One of the protections ostensibly provided against the chilling effect of data retention laws on whistleblowers and journalistic sources was supposed to be the “journalism information warrant”, a legislated requirement that if authorities want to identify a journalist’s sources using metadata they need a special “journalist information warrant” to be issued under a complex and highly secret process; if a journalist found out she was being targeted for such a warrant, she wouldn’t be allowed to tell anyone, at risk of being jailed.

Anyway, with a large number of Australian Federal Police investigations into the colander-like leaking of this government to the media (including, most controversially, the revelation of highly embarrassing information about NBN Co’s disastrous planning, demanded by a humiliated Ziggy Switkowski, for which Parliament House email servers were “raided” by police), just how many warrants have police sought? After the AFP previously evaded such a question from Nick Xenophon earlier in the year, he put them on the spot in an estimates hearing this morning, and they ‘fessed up: there had been no journalism information warrants sought by the AFP.
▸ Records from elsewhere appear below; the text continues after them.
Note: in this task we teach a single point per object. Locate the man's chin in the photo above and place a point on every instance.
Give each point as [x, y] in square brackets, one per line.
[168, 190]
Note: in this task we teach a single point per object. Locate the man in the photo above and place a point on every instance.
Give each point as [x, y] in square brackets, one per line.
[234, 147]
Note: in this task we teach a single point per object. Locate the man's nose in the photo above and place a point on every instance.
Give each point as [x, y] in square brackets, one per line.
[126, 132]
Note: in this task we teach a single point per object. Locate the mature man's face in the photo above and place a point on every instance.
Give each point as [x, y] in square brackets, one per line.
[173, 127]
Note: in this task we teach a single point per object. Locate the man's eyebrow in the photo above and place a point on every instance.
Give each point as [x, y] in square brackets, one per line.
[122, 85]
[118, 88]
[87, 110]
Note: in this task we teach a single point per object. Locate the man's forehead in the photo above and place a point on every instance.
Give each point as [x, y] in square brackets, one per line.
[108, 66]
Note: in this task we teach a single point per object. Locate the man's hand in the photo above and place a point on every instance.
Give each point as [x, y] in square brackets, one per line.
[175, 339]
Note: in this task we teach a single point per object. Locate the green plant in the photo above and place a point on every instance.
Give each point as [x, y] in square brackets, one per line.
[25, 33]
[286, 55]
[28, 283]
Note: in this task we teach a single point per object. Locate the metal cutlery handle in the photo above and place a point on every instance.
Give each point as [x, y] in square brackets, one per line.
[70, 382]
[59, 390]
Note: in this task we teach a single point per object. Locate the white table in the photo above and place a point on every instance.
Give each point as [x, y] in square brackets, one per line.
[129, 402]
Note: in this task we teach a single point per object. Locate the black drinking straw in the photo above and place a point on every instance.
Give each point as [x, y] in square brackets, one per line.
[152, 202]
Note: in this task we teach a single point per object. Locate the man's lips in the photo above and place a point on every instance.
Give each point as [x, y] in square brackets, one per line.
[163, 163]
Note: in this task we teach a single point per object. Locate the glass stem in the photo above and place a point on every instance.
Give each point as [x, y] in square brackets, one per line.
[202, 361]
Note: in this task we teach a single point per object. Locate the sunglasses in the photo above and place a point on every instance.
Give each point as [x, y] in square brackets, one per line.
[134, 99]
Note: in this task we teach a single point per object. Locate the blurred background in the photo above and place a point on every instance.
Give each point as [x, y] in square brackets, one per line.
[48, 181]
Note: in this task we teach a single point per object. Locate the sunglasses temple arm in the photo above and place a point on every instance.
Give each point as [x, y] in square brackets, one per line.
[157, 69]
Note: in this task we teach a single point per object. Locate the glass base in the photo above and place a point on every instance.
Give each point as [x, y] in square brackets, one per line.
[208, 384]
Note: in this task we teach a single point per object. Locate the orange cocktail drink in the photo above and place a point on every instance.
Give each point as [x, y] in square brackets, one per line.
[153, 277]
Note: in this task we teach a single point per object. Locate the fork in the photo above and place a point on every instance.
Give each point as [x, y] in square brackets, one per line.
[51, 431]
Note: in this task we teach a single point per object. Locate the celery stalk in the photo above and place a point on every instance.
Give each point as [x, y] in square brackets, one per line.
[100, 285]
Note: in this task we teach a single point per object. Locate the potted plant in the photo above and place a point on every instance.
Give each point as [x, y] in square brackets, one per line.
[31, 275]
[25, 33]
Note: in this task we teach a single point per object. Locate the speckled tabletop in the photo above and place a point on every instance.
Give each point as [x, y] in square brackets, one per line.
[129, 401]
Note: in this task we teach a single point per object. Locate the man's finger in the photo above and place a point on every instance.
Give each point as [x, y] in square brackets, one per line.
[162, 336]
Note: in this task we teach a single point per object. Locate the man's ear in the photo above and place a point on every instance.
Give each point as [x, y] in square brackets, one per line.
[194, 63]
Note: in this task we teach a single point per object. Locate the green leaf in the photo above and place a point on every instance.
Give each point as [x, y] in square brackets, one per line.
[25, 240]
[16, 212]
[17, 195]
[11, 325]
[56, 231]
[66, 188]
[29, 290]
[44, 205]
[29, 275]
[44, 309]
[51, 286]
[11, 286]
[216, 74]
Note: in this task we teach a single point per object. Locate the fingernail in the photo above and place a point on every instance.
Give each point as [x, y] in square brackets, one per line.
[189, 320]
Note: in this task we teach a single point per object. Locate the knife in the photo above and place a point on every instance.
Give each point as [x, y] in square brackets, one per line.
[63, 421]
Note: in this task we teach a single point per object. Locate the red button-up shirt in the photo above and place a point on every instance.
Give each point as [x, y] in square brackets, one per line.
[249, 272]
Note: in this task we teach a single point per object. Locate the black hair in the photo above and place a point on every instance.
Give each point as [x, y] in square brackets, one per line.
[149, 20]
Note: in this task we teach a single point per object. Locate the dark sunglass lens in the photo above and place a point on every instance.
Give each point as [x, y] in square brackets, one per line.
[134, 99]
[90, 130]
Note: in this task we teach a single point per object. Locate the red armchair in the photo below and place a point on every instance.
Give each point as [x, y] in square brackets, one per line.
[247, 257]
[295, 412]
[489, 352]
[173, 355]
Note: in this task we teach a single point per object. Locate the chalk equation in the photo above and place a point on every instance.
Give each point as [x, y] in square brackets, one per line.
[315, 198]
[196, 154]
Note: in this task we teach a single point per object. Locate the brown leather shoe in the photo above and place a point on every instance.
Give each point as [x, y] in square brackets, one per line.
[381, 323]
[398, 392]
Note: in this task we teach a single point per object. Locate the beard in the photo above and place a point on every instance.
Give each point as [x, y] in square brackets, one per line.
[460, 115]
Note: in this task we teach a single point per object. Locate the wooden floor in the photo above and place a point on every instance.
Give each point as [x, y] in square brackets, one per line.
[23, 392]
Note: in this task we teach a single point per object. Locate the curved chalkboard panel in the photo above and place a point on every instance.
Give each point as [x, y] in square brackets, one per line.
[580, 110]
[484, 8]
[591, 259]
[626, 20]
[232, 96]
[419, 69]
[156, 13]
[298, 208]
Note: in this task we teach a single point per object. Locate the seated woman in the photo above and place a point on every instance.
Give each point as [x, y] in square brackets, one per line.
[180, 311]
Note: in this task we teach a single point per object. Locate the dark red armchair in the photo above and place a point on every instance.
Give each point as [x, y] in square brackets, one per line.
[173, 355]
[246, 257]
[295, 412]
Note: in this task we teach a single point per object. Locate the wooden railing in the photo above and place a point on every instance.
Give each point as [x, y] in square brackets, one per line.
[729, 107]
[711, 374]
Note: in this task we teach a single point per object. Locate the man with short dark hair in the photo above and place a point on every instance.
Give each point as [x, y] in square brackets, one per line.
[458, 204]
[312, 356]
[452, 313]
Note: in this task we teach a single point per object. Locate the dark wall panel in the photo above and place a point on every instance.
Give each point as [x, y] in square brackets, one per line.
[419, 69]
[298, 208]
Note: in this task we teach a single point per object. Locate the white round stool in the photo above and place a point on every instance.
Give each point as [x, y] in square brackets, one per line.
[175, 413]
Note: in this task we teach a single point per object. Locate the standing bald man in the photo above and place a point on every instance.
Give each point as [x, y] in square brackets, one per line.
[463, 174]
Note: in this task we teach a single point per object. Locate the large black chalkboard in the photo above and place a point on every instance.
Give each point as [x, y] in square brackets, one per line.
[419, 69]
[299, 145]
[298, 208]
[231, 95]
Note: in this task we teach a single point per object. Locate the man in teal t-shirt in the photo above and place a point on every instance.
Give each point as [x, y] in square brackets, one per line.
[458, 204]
So — good news? Hardly. In fact, the warrants are trivially easy to circumvent — if you want to find out who leaked to a journalist, you don’t obtain the journalist’s metadata, you get the metadata of every public servant who might have known the information that was leaked, and work backwards from there. There’s no requirement to get a journalism information warrant if you’re not seeking a journalist’s metadata — even if you’re trying to work out who a journo’s source is. No wonder the AFP hasn’t bothered with the cumbersome process of getting a special warrant.